Building's shaky foundations

Fancy a business environment where the client keeps on coming back and asking you to ‘re-price’ your quote but never goes ahead with anything?
Or one where firms know they’ll lose money on the contract they are about to sign?
An environment, indeed, where any variation in the final settlement usually means endless arguments or bringing in the lawyers?
Welcome to the world of construction, 2011-style.
I was chatting yesterday to Robert Moyle[pictured], the chairman and chief executive of North Midland Construction, the biggest home-grown construction and civil engineering outfit in Nottinghamshire.
Moyle is a thorough-going gent who rises above mud-slinging. On a more pragmatic level, he has been running his business long enough to have seen robust commercial behaviour many times before, and the nature of North Midland’s business means it is insulated from the worst of it.
But he was concerned, nevertheless, about a commercial environment in building and construction which is having a corrosive impact on the contracting chain. And the lower down you go, the worse it gets. In building, small and medium-sized contractors have been suffering a hand-to-mouth existence.
The re-pricing issue is a problem which has been seen among those who tender for public sector contracts. The contract spec is issued, the tenders come in and then comes a request for a new tender to a different spec. Sometimes it’ll happen again. And again. In a climate of financial uncertainty, the work never goes ahead.

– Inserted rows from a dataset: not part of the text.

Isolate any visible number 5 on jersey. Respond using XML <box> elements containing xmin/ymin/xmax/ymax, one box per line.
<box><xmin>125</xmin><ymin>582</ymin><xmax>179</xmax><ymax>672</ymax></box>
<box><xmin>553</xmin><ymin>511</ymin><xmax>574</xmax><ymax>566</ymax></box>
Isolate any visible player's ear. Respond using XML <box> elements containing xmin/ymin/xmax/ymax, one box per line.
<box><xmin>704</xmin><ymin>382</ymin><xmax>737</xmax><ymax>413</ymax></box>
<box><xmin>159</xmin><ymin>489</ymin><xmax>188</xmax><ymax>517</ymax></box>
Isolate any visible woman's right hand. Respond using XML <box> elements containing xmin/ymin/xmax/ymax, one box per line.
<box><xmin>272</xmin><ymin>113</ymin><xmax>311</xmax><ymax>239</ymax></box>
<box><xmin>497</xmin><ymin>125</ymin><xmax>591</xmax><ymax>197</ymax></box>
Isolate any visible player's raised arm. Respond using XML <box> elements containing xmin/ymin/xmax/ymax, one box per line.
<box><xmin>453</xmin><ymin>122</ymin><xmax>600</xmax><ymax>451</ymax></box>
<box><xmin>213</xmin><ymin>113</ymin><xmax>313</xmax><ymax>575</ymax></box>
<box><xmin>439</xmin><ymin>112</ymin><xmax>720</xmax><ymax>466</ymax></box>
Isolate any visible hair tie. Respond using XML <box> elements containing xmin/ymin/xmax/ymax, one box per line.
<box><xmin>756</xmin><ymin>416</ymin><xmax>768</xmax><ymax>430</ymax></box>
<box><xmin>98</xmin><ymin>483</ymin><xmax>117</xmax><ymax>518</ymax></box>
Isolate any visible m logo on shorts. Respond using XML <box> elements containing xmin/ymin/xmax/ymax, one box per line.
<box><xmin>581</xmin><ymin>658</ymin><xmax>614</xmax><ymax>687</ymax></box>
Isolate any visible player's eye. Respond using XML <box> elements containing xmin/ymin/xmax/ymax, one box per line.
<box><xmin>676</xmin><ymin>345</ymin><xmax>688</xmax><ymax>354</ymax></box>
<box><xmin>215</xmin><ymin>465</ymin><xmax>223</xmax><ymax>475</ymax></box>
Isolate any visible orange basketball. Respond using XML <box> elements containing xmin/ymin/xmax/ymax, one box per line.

Private-sector building, though, has turned into a dog-eat-dog environment, one where business is so scarce that desperate firms are scrapping for contracts to the point where their tenders suggest cash flow is good news, profit is Christmas.
This is what Moyle told me yesterday: “Some of the prices I’ve seen quoted are absolutely crazy. The policy people are adopting is ‘screw the supply chain’ and the sub-contractors are suffering in a major way.”
This can manifest itself in a number of ways, most of which will come as no surprise to seasoned observers of the trade: paying late, paying less, or not paying at all. And this among businesses who can’t afford lawyers. You don’t need to be a business recovery expert to imagine the consequences.
Moyle and NMC are doing their bit. What has, historically, been a fairly paternalistic company has a high proportion of people who are directly employed. “We’ve got a good supply chain and we do what we can to keep our partners going – better payment terms, whatever it takes.”
But he may well be a lone voice, and the worry is what this is doing to an industry which is now in its fourth straight year of extremely difficult trading conditions. It hit the skids first when the housing market fell over in the immediate aftermath of the credit crunch, had to cope with a recession which took the shine off most areas of the market, and has now seen large-scale public sector work dry up.
There are no easy answers to what is, at heart, a consequence of an economy still trying to find its feet after a catastrophic financial collapse. Businesses are tentative and prefer to manage growth within existing or temporary resources, banks are reluctant to lend against anything remotely risky and they still have a boat-load of debt related to the property collapse.
For Moyle’s NMC, there are plenty of profitable markets. It doesn’t just build – it is a civil engineer, a mechanical and electrical engineer and it is locked into a series of large-scale framework contracts involving utilities, telecoms and power engineering – all sectors with strong, long-term prospects driven by the need to invest in the UK’s infrastructure.
But his business is sizeable, and the exception rather than the rule. Outside the world of domestic home improvements, the lower reaches of building are a fraught place to be right now.
The signs are that its prospects will improve decisively only when the economy locks firmly on to growth.